Richard Brown, MA, believes in the power of united purpose.
As assistant director for diversity initiatives at Indiana University School of Medicine, Richard’s vision is for every member of the Indiana University School of Medicine community to do their part to improve diversity, equity and inclusion.
At the School of Medicine, we are unified by our core values of EXCELLENCE, RESPECT, INTEGRITY, DIVERSITY & INCLUSION, AND COOPERATION, which have been invaluable—particularly in the wake of racial unrest and protests that erupted in the summer of 2020.
During that time, Richard helped our school community have fruitful conversations by developing curriculum for a program targeting members of non-minoritized backgrounds looking to contribute in a meaningful way. Since its inception, Implementing Conversations to Advance Racial Equity (ICARE) has helped more than 200 people become DEI champions within their units at the school.
This is just one of many examples that point to Richard’s embodiment of the core value of DIVERSITY & INCLUSION.
Through his tireless work leading training initiatives, improving diversity in recruitment, and mentoring emerging student leaders, Richard is living out his desire to shape systems and break down systemic barriers for the underrepresented and marginalized, a desire that was inspired by his childhood role models growing up on Chicago’s south side. Role models like Harold Washington, who became the city’s first Black mayor in 1983.
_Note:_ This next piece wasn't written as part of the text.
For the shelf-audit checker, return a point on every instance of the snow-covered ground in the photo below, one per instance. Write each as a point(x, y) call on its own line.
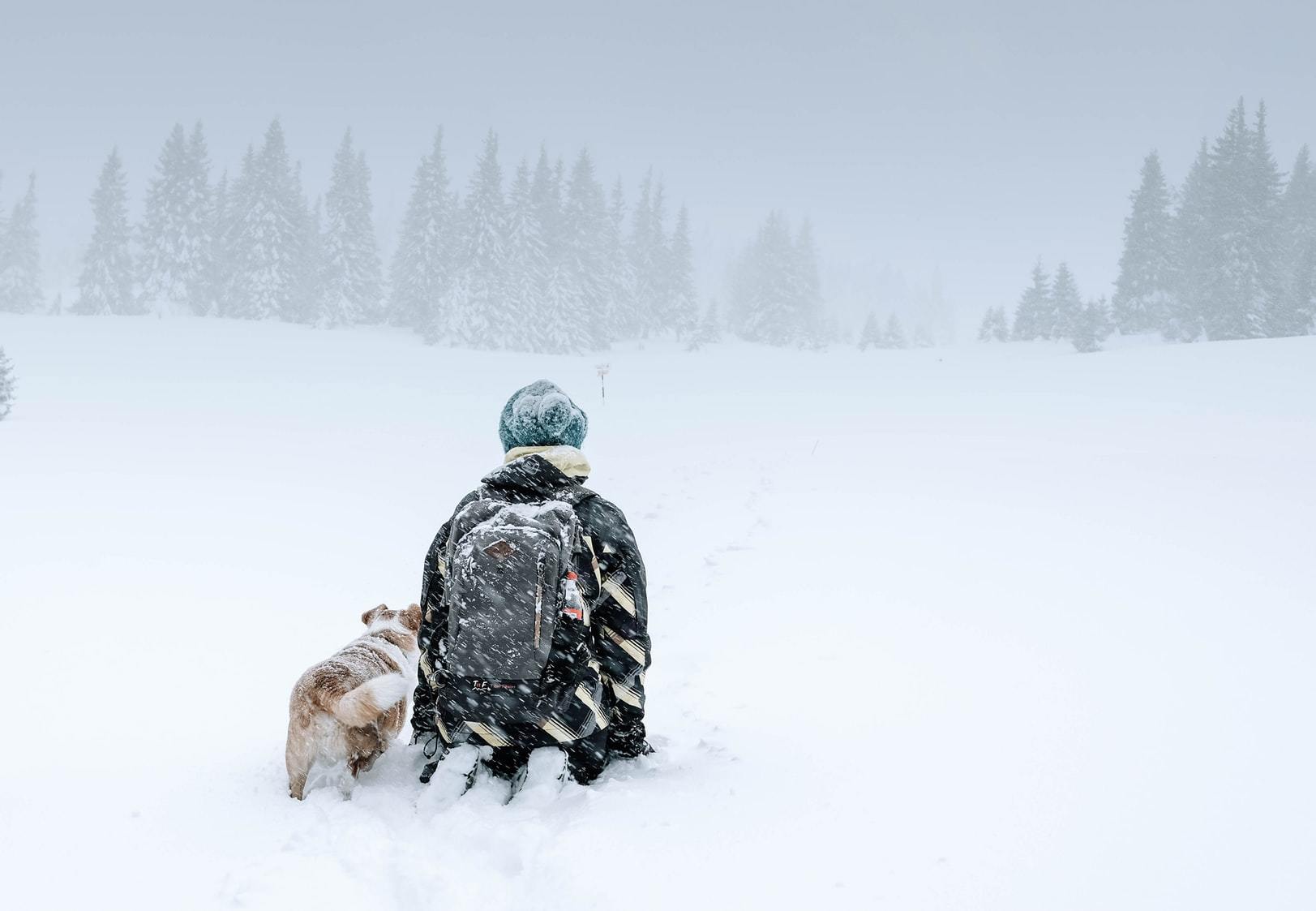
point(986, 628)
He drew inspiration also from the faces he saw on television—namely, Dwayne Wayne, the main character on the show “A Different World.” Set at a fictional historically Black college, the show—and character—helped Richard see a path to a four-year college for himself.
“People can’t see themselves as successful until they see people like them who are successful,” says Richard.
Now, Richard is helping to provide a similar vision of success for others. He founded Hope for a Better Tomorrow—a nonprofit that annually hosts a signature event called Manhood 101, which connects successful Black men from different careers with participants for mentoring sessions. At IU School of Medicine, he is a mentor for our student interest groups and helps train and develop faculty leaders through the iDREAM program.
I hope you will join me in thanking Richard for his work. His spirit of DIVERSITY & INCLUSION is an example for us all as we work to ensure IU School of Medicine is a safe, inclusive and supportive place.